The system monitors all drone parts, spots anomalies and enables self-recovery, addressing surging cyberthreats where hackers can hijack unmanned aircraft, causing erratic behavior like course changes, altitude loss or crashes—risks to logistics, infrastructure and rescue missions increasingly reliant on such devices.
Traditional defenses focus mainly on navigation sensors, but hackers can spoof GPS signals or tamper with internal software. SHIELD goes further by analyzing physical traits like battery levels, processor temperatures and power use; even slight fluctuations signal an attack's onset.
“Without robust recovery mechanisms, a drone cannot complete its mission under attacks, because even if it is possible to detect the attacks, the mission often gets terminated as a fail-safe move,” said Mohammad Ashiqur Rahman, lead researcher and associate professor in FIU’s Knight Foundation School of Computing and Information Sciences.

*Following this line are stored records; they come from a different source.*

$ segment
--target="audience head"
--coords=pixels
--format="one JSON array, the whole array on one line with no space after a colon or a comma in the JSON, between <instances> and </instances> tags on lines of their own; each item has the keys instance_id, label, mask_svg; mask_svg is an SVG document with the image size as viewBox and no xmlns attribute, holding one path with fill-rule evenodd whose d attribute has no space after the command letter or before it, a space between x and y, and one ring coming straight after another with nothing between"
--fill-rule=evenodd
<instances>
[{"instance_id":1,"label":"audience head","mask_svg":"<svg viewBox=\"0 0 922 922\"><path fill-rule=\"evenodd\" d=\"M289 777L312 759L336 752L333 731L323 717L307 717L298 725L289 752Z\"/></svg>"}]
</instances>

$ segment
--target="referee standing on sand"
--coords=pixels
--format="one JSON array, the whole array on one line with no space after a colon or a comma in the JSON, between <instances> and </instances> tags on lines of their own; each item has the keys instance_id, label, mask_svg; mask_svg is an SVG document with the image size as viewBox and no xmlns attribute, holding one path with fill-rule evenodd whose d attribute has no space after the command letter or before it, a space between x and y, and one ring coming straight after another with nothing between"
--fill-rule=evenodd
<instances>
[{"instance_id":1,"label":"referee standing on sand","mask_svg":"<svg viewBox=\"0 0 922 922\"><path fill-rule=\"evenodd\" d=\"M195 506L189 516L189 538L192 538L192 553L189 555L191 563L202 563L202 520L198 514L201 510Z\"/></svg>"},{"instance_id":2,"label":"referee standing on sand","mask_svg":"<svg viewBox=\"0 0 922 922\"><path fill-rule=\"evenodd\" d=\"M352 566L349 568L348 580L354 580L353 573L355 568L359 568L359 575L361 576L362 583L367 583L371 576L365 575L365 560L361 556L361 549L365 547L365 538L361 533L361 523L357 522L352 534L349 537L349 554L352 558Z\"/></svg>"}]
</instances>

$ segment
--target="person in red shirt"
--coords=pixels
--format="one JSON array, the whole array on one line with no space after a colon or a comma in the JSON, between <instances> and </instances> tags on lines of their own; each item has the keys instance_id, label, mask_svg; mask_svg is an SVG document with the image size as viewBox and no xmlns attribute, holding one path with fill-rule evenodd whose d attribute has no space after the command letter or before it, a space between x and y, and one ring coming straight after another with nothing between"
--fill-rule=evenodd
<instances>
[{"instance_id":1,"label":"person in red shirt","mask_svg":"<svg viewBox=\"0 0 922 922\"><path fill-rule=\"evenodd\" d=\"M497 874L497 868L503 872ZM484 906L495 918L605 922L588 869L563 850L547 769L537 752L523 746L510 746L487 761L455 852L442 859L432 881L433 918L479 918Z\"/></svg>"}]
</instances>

Using machine learning models to identify attack patterns, SHIELD detected threats in 0.21 seconds on average during tests and initiated recovery in 0.36 seconds, halting damage before severe impacts.
Developers liken the method to medical diagnostics: a single symptom may not indicate illness, but holistic physiological scans catch issues early. Similarly, SHIELD examines the drone's "physics" to pinpoint attack types and apply tailored fixes.
As drones proliferate in agriculture, delivery and infrastructure monitoring, demand for such safeguards grows urgent. SHIELD could pave the way for safer skies ahead.